Just to be clear, this is one of four such tables (AL 1969-2013; NL 1969-2013; AL 1931-68; NL 1931-68). We'll get around to publishing the other three of these at a later date. These form the basis for some generalized findings about MVP voting behavior, focused on three key elements: where the team of the MVP (or "WAR MVP") finished in the standings; the ranking of MVP by WAR and OPS. Those findings are summarized in two tables that can be found below--the first for 1969 to the present, and the second for 1931 to 1968.

Before we summarize the results from those tables, we should note that the average WPCT of a team with the MVP is .592. That's been in decline every since the first year that the BBWAA voted for the MVP, when they selected the A's Lefty Grove in the AL (team WPCT of .704) and the Cardinals' Frank Frisch in the NL (team WPCT of .656). In the master table above, the AL average for the MVP is .579.

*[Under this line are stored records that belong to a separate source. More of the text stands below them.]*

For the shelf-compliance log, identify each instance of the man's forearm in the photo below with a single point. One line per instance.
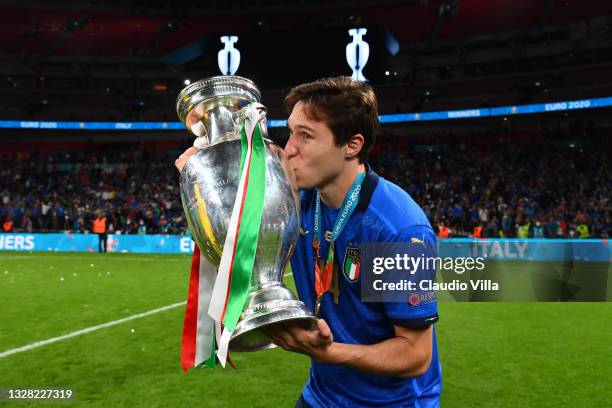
(396, 357)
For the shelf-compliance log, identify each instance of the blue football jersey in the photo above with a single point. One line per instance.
(385, 213)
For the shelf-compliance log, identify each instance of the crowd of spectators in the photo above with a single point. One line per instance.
(479, 185)
(525, 186)
(137, 191)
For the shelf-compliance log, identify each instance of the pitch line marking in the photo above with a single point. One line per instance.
(52, 340)
(41, 343)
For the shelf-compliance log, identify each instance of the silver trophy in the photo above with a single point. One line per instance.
(211, 110)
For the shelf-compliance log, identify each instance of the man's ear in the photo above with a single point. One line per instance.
(354, 146)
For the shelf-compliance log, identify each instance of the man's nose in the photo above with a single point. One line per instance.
(291, 147)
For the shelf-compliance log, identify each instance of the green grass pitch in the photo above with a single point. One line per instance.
(493, 354)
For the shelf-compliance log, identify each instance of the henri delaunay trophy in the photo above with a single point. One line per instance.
(242, 208)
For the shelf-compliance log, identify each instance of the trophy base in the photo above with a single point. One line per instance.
(267, 306)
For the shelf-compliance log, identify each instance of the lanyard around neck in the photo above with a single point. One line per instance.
(323, 271)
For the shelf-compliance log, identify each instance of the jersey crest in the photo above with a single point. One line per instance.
(352, 263)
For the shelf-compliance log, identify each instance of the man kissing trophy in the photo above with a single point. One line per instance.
(243, 213)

That value for the "WAR MVP," however, is even lower, down at .548. That's because a pure numerical method won't take into account where teams finish in the standings. And, as the table above shows, there are far more "WAR MVPs" on sub-.500 teams (a total of nine) than is the case for actual MVP winners (only two).

Our two historical summary charts (rendered, perhaps metaphorically, in shades of blue...) show one reason why a Ptolemaic method needs to know about team performance. Only 3% of MVPs come from teams with sub-.500 records. (And note that this rate is consistent on both the 1969-2013 table and the 1931-68 table below.)

That helps explain why Andrew McCutchen didn't win in 2012 (Pirates faded below .500) and why he did win this year (Pirates make the post-season). Paul Goldschmidt (aka Mr. Sombrero...) had better overall numbers than McCutcheon--including in the Ptolemaic data--but his team (the Diamondbacks) finished 81-81.

"WAR MVPs" come from sub-.500 teams about five times as often as in "real life" (14%). That figure is on the rise during divisional play (20% since 1969). BBWAA voters have clearly taken team finish into account at a seriously elevated level from the get-go: the percentage of MVPs from non-post season teams is just over 27% since 1931, while "WAR MVPs" have come from twice as many non-post-season teams (55%).

This pattern seems to be hardening in recent years. Since Cal Ripken was AL MVP in 1991 playing for an Orioles squad that won only 67 games (.414 WPCT), 90% of all MVPs have come from teams making the post-season. (Some of that might come from the addition of the wild card team, but it's hard to get the exact handle on just how much of an effect is present.) That figure stands out from the other "quartile" measures that you'll find in the two tables (marked "MVP From PS team 19xx--xx"), which show a remarkable consistency in that percentage (71% for 1931-49; 66% for 1950-68; 67% for 1969-91) until the last twenty years.

One interesting comparison is to see the contrasting percentages in the two  eras for the percentage of real-life MVPs who finished lower than fifth in WAR. That figure is noticeably higher in the 1969-2013 period (27%) than it was during 1931-68 (17%).

By now, of course, we are somewhat removed from the numbers that need to be contextualized for the Ptolemaic MVP, but it's probably worth it in order that we might get a sense of how WAR would shape the MVP awards if it "ran the zoo." One thing that's worth noting is that it restores the embattled Alex Rodriguez to a level of prominence that has been swept away by the ongoing subterfuge of controversy. A-Rod can be seen as having won three real-life MVPs in which WAR agreed with the BBWAA, along with three more "WAR MVPs" (in 1998, 2000, and 2002) that were given to others (with only the 2000 MVP, which went to Jason Giambi, being a reasonable alternative). While he's no Barry Bonds or Willie Mays in terms of "WAR MVPs" (Bonds would have eleven, Mays ten), A-Rod's total of six such "WAR MVPs" ought to put him back in our eyes as one of the game's greatest players.

So, to sum up, the Ptolemaic MVP method should add WAR as a component, despite its myriad problems; it should take into account the BBWAA voters' rising tendency to give MVPs to players on post-season teams; and it should consider some other possible ways to implement some positional adjustments.